La première ville du pays pouvait cependant se vanter de posséder la plus ancienne et la plus renommée des institutions scolaires  : le Séminaire. Curieusement, cet établissement faisait preuve d’un étrange engouement pour les institutions parlementaires. Un fait en dit long  : le jeune Papineau y prononça ses premiers discours enflammés, encouragé sans retenue par ses maîtres, malgré le contenu déjà contestataire et très anticlérical de ses propos.

À part cette dérive, qui sera lourde de conséquences, le Séminaire de Québec connaissait pour l’heure, sous l’impulsion des abbés Demers et Holmes, un remarquable renouveau pédagogique. C’est donc dans ses murs que, en 1852, fut fondée l’Université Laval, sous l’impulsion de Mgr Bourget.

UN BRILLANT SUJET

C’est dans ce contexte que va grandir Elzéar-Alexandre Taschereau. Né le 17 février 1820, à Sainte-Marie-de-Beauce, il est l’avant-dernier de sept enfants, d’une famille aisée parmi les plus notables de la colonie. Il fait toutes ses études classiques au Séminaire de Québec où il accumule les prix. Sa conduite est exemplaire, sa piété solide. Il termine son cours classique à la veille de la rébellion des Patriotes, autrement dit, il a passé toute son adolescence dans l’effervescence parlementaire dont les échos parvenaient au Séminaire voisin. Comme beaucoup alors, il était persuadé que la démocratie parlementaire serait, pour les Canadiens français, le moyen d’une efficace défense contre les injustices des Anglais. Toutefois, il ne se destina pas à la carrière politique, mais à l’autel. Dès janvier 1836, il en faisait part à ses parents.

Ses brillantes études lui valurent d’être choisi, avec deux autres condisciples, comme compagnons de voyage de l’abbé Holmes qui se rendait en Europe étudier les différents systèmes éducatifs. Le voilà donc à 16-17 ans visitant l’Angleterre, les Pays-Bas, la France et, bien sûr, l’Italie et Rome où il arriva en février 1837. Une rencon-tre avec Dom Guéranger, le restaurateur de l’ordre de saint Benoît, le bouleversa au point qu’il décida de rester en Europe pour se faire bénédictin.
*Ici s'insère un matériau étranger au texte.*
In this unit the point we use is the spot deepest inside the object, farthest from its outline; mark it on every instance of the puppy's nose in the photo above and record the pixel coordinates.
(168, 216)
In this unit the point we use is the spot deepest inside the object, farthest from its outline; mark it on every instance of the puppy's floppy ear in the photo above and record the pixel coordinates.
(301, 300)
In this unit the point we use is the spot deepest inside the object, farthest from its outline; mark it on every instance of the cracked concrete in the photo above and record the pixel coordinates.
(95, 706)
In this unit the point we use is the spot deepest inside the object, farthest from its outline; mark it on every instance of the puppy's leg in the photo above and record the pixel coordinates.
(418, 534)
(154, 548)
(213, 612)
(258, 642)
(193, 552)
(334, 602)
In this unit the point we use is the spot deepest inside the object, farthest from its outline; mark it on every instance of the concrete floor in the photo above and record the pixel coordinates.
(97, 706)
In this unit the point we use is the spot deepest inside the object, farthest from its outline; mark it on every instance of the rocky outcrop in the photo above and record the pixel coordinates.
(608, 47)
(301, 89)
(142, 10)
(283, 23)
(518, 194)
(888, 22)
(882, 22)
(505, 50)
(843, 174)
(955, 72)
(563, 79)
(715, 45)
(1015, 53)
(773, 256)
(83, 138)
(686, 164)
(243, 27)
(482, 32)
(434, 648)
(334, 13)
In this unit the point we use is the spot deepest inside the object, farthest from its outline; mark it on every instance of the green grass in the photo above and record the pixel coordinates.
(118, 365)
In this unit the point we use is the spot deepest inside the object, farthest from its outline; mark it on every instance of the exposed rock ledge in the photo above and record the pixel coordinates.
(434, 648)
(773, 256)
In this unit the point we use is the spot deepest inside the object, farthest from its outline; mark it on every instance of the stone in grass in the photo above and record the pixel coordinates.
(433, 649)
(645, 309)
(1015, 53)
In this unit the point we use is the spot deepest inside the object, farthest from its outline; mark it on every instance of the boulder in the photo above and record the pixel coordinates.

Mais l’abbé Holmes n’entendait pas abandonner au cloître un si brillant sujet  ; il s’en prit vertement à Dom Guéranger et multiplia les pressions sur le jeune homme qui, finalement, abandonna la vocation monastique et revint en juillet 1837 à Québec pour entrer au grand séminaire.

Ordonné le 10 septembre 1842, après de brillantes études, il est donc l’un des premiers prêtres de la renaissance catholique.

L'abbé Taschereau, vice-recteur de l'Université de LavalNommé professeur de philosophie, il se montra un pédagogue remarquable. C’est lui qui introduisit au Canada l’étude de saint Thomas d’Aquin. Prêtre zélé, il n’hésitait pas non plus à se rendre au chevet des victimes du typhus, au risque de sa vie. En 1849, il fut coopté par «  les messieurs du Séminaire  ». À ce titre, il est, à 32 ans, l’un des fondateurs de l’Université Laval. Un autre séjour à Rome lui permit d’obtenir un doctorat en droit canon  ; il se révélera un des meilleurs juristes de sa génération, qu’évêques canadiens et hommes de loi n’hésiteront pas à consulter. Il accumulait les charges tant au Séminaire que dans le diocèse – il fut vicaire général – et à l’Université dont il devint le vice-recteur en 1862. C’était enfin un prêtre érudit  ; l’Université Laval lui doit sa fameuse bibliothèque.

Une seule ombre au tableau  : son autoritarisme qui le faisait craindre de ses confrères. À la mort de Mgr Baillargeon, en 1869, tout le monde pressentait sa nomination et certains la redoutaient au point de faire des démarches pour que Mgr Bourget s’y opposât auprès des instances romaines. L’évêque de Montréal s’y refusa par principe, et lorsqu’il fut consulté par Rome, il vanta les indiscutables mérites de l’abbé Taschereau qui, finalement, fut nommé archevêque de Québec le 24 décembre 1870.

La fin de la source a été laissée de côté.